Some 80,000 Iraqi Kurds have lost their jobs because of recent currency volatility in a region that could play a key part in U.S. plans to oust Iraqi President Saddam Hussein, local officials said on Monday.

Currency worries are adding to other causes of uncertainty in northern Iraq, a mountainous breakaway enclave facing turmoil if the United States takes military action against Iraq, which it accuses of developing weapons of mass destruction.

Northern Iraq has been outside Baghdad's control since local Kurdish groups broke away after the 1991 Gulf War. The region, protected from Iraqi attack by U.S. and British air patrols operating from Turkey, uses old Iraqi dinar banknotes printed in Switzerland.

A different set of banknotes is in use in the rest of Iraq. No new Swiss Iraqi dinars have been printed for years and local officials say the well-used notes are falling apart.

"Most of them are stuck together with tape or staples," Safeen Dizayee, the Turkish representative of the Kurdistan Democratic Party, one of two groups that run the enclave, told Reuters on Monday.

As the bills fall apart, the supply of Swiss Iraqi dinars falls, pushing up the unit's value against the dollar, he said.

"The dollar has dropped from a high of 18 Swiss Iraqi dinars a few months ago to a low of less than 13 Swiss Iraqi dinars this week," the Kurdistan Regional Government, a fragile umbrella uniting the two main parties, said on its website.

Dizayee said that reports of large purchases of Swiss Iraqi dinars and an influx of hard currencies from United Nations projects and from Kurds living in Europe had also contributed to the stronger exchange rate.

The Kurdistan Regional Government said local building contractors who carry out U.N.-sponsored infrastructure projects had been forced to stop work because of the strength of the local currency.

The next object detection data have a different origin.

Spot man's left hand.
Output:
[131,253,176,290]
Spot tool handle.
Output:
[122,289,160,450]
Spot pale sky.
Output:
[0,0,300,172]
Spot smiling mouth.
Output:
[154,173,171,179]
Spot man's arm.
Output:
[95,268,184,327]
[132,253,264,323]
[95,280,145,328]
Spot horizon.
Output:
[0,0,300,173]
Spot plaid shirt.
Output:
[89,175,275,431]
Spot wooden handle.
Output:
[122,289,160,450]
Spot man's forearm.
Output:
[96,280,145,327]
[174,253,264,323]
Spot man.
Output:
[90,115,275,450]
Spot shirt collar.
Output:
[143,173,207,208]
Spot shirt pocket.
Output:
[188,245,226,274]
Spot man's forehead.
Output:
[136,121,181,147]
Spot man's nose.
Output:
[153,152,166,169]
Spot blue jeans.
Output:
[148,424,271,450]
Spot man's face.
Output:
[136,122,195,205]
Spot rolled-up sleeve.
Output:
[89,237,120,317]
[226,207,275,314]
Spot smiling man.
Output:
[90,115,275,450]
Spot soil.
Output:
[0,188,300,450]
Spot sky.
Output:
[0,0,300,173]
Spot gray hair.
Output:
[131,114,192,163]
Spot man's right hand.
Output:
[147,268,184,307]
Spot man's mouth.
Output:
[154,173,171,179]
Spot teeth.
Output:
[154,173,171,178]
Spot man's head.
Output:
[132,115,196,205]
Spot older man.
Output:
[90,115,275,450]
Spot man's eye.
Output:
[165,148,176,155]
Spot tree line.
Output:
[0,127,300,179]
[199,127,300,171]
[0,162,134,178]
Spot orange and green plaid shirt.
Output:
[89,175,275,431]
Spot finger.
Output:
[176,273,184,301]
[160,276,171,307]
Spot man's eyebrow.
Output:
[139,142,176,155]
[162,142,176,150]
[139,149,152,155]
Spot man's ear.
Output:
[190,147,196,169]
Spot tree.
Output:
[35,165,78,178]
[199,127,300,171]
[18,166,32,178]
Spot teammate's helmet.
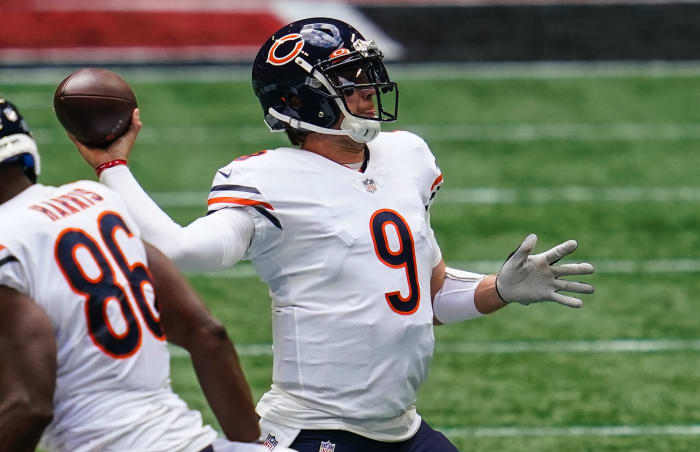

The contractors are paid in dollars by the United Nations and could no longer afford to pay their employees in Swiss Iraqi dinars after the exchange rate shift, it said.

As a result more than 80,000 Kurds have lost their jobs in a region holding an estimated 3.5 million people.

The jump in unemployment has added to the problems caused by Turkey's decision earlier this year to cut off a trade in diesel fuel across the border between Turkey and northern Iraq which was a significant source of income for the region.